Everything about the circus peanuts candy seems to run counter-intuitive to what you think they should be, from their fruity flavor to their soft texture. One of the oldest commercially sold candies, circus peanuts are now most often found in plastic bags alongside other classic candies that once sold for pennies like Tootsie Rolls and root beer barrels. All of a bygone era where 25 cents could actually buy you a bag of candy. For those unfamiliar with the peanut-shaped treat, one would assume that it tastes like peanuts, but they would be wrong. These orange-hued fluffy candies are flavored to taste like banana.

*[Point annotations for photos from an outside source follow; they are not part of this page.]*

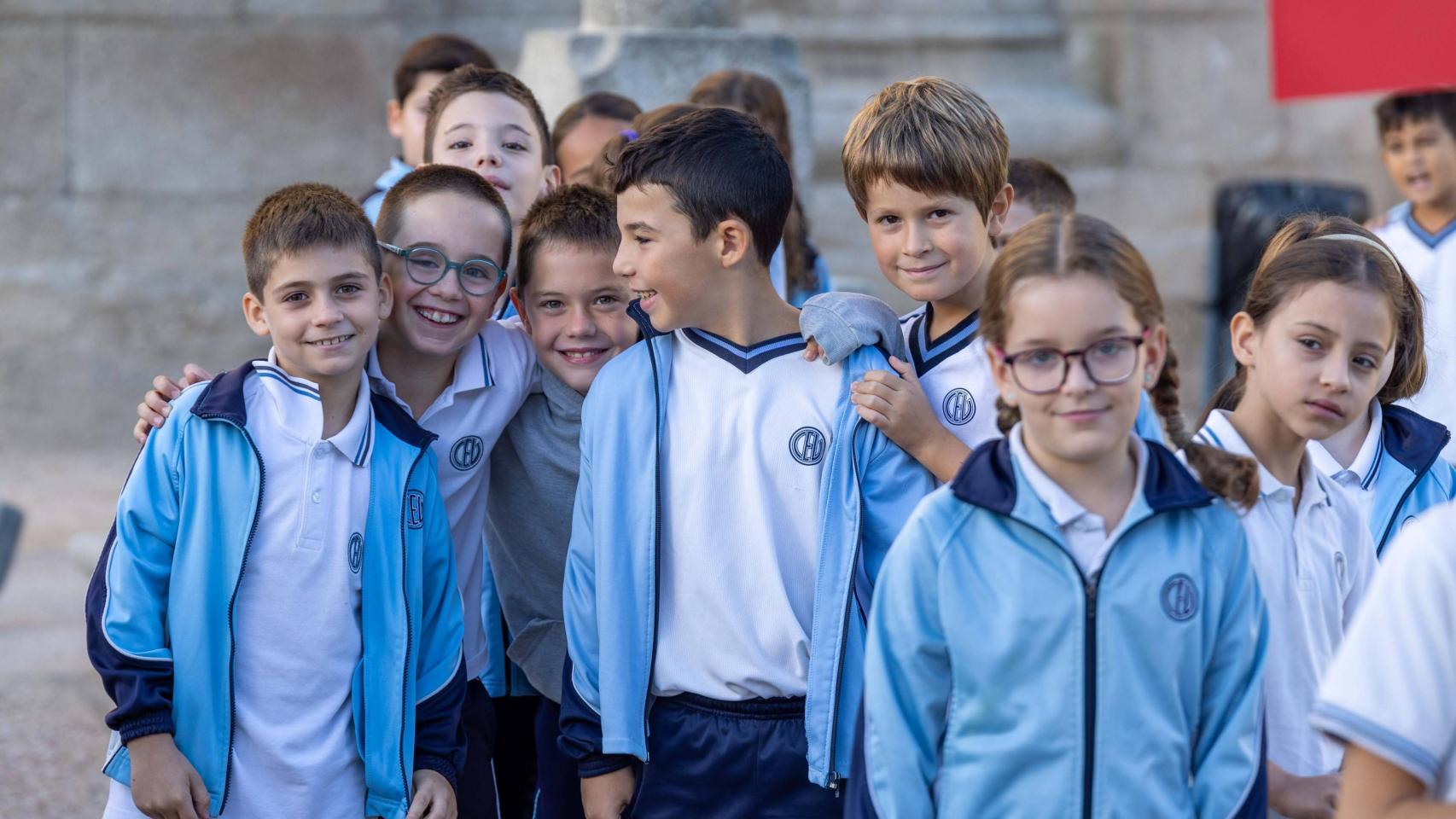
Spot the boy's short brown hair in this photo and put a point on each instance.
(574, 216)
(301, 217)
(441, 53)
(930, 136)
(468, 78)
(439, 179)
(1041, 187)
(1404, 107)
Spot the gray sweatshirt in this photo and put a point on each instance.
(527, 530)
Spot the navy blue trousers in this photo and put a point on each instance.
(728, 761)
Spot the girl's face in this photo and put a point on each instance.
(1319, 358)
(1082, 421)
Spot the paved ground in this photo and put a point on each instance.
(51, 701)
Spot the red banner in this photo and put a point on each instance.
(1331, 47)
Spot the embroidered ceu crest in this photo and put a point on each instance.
(958, 406)
(1179, 596)
(807, 445)
(466, 453)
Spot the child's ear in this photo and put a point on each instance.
(1000, 206)
(734, 241)
(1241, 338)
(253, 313)
(386, 297)
(520, 309)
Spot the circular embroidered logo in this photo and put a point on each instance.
(1179, 596)
(466, 453)
(807, 445)
(356, 552)
(958, 406)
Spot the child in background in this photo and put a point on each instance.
(797, 268)
(767, 557)
(1388, 691)
(420, 70)
(1317, 329)
(1040, 189)
(584, 128)
(259, 637)
(1418, 150)
(447, 239)
(1074, 623)
(1389, 456)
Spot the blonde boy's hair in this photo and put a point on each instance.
(930, 136)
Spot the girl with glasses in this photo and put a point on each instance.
(1072, 626)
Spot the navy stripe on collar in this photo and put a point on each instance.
(987, 479)
(746, 358)
(926, 352)
(1430, 239)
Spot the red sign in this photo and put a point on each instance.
(1331, 47)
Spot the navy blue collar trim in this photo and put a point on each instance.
(987, 479)
(926, 352)
(1430, 239)
(1411, 439)
(746, 358)
(223, 399)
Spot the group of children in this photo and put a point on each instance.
(550, 501)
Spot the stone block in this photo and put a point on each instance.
(245, 108)
(32, 95)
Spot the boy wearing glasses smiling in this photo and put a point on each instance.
(446, 241)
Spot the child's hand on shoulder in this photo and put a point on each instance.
(896, 404)
(609, 794)
(434, 798)
(154, 408)
(163, 783)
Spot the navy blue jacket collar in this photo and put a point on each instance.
(989, 480)
(223, 399)
(1411, 439)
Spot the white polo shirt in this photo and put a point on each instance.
(1389, 688)
(1359, 478)
(1431, 262)
(296, 620)
(1084, 532)
(955, 375)
(492, 375)
(743, 454)
(1313, 565)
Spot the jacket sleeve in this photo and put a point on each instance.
(440, 670)
(845, 322)
(907, 677)
(579, 694)
(1229, 758)
(127, 600)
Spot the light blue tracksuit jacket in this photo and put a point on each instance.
(868, 489)
(1000, 681)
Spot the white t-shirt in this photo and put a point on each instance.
(955, 375)
(748, 435)
(1431, 262)
(1389, 688)
(1313, 566)
(1085, 532)
(296, 619)
(492, 377)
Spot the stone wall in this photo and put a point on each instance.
(138, 134)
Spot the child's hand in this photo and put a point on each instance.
(434, 798)
(609, 794)
(163, 783)
(153, 409)
(1303, 798)
(896, 404)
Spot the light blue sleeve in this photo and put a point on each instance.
(907, 676)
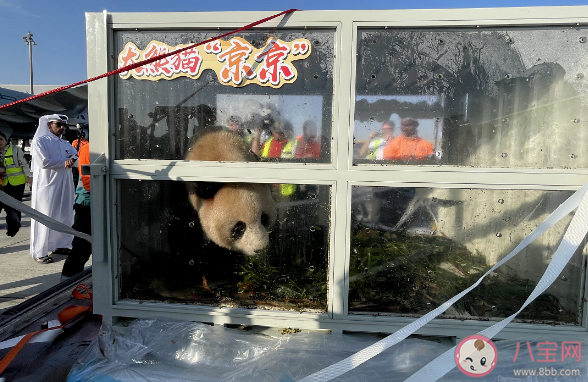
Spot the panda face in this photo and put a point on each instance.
(236, 216)
(239, 217)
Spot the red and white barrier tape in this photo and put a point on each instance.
(145, 62)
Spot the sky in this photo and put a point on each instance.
(58, 27)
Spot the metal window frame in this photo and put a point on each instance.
(340, 173)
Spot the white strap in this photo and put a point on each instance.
(572, 239)
(41, 218)
(559, 260)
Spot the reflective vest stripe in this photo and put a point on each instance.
(15, 175)
(372, 154)
(265, 152)
(287, 152)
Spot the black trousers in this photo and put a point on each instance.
(81, 249)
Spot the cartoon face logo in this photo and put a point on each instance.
(476, 356)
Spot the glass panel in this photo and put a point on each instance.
(414, 248)
(251, 245)
(475, 98)
(162, 106)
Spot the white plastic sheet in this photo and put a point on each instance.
(163, 350)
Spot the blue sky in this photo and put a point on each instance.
(58, 27)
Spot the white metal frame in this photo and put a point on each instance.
(340, 174)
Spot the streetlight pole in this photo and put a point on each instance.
(30, 42)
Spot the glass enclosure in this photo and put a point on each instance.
(412, 249)
(475, 97)
(169, 251)
(406, 161)
(164, 106)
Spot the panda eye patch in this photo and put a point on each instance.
(265, 220)
(238, 230)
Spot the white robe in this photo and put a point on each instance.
(52, 192)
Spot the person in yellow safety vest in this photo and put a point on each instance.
(373, 148)
(17, 175)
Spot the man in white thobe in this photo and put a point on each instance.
(53, 190)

And that's where a lot of the puzzlement begins.

Founded in 1906, Spangler Candy still produces circus peanuts and claims to be one of the largest makers of the treat in the United States. Once only available in banana flavor and seasonally, Spangler Candy creates its circus peanuts in vanilla, cherry, and banana flavors year-round. But perhaps surprisingly, not one variety is a peanut flavor, but that's how it is across the candy-making industry. The recipes followed by candy makers for circus peanuts are largely the same between companies and require a combination of sugar, gelatin, corn syrup, food flavoring, and a coloring additive. 

Love them or hate them, circus peanuts are here to stay generations after they were first consumed. But people remain mystified by these candies, wondering why they were made to be a fruity treat that looks like a peanut.

Mysterious origins

Unfortunately, no one has a good answer to the question of when and who invented circus peanuts. Some believe it might have been a small confectioner that is no longer in business that created them, but that's just speculation. 

John Flanyak, director of research and development for Brach & Brock Confections in Chattanooga, Tenn., told The Wall Street Journal in 1999 there is a theory that circus peanuts were given banana flavoring instead of peanut flavoring because it was more stable and it was less expensive to use than peanut oil. But, no one has a good answer about why the candy is peanut-shaped other than perhaps as a possible marketing tool. First made in the 1800s, circus peanuts were only sold in the spring until polyethylene film was created in the 1940s, and the candy was then able to be sold all 12 months. During World War II, when sugar was rationed, Spangler Candy sold a circus peanuts slurry as a sugar replacement.

The cheap treat was popular until the 1960s but then slowly fell out of favor and was eventually relegated to the "classic candy" section of the store. Today, circus peanuts remain a popular treat for those looking for a taste of nostalgia, even if the candy's flavor and texture don't quite make sense.